How do you as the company, then, strengthen your brand, even on those occasions when you are not in direct control of the customer-company contact point? From the Zappos.com blog post, we’ve pinpointed two ways: 1) quality customer service, and 2) a strong set of company values.
Quality customer service
Customer service is essential for any company because it is what your customers say about you to their peers. It’s what they’ll say about you when you’re not around, and it is often also what they’ll broadcast right there on your social media pages. Sure, you’re not in direct control of what your customers say about you after you have done business with them, but you are in control of the experience they have when they are doing business with you. And ultimately it is this experience that will determine what they say about you in the long run.

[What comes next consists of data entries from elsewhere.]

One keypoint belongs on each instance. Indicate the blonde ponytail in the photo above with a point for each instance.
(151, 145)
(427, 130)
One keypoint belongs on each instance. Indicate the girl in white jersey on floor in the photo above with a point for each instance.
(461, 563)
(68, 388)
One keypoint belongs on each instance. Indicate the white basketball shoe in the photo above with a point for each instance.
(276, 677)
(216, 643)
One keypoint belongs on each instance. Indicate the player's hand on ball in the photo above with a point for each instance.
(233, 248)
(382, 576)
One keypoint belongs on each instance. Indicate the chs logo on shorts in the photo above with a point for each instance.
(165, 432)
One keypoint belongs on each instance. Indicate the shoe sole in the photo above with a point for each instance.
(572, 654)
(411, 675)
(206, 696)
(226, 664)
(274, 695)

So if you want your customers to have a lasting good impression of you—and to become self-proclaimed promoters of your brand—extend high quality customer service to leave them with a positive, memorable experience.
Strong company values
If you read our other blog post about the phrase “your culture is your brand,” then you may be able to infer how strong company values factor into the picture. Strong company values unite employees and motivate them to do their best work. Strong company values also lend a company a stronger identity. Apple, for example, strongly values cutting edge innovation and high quality. Everything the company does, including who it hires, is centered around these values. This gives Apple an overall identity that shouts “innovation” and “quality.” So when people think of Apple as a company, they think of these words. Having strong company values that customers can link to a company’s identity is especially important because even when a customer has a bad experience doing business with a company, they still might support the company if they know that the company’s underlying values coincide with their own.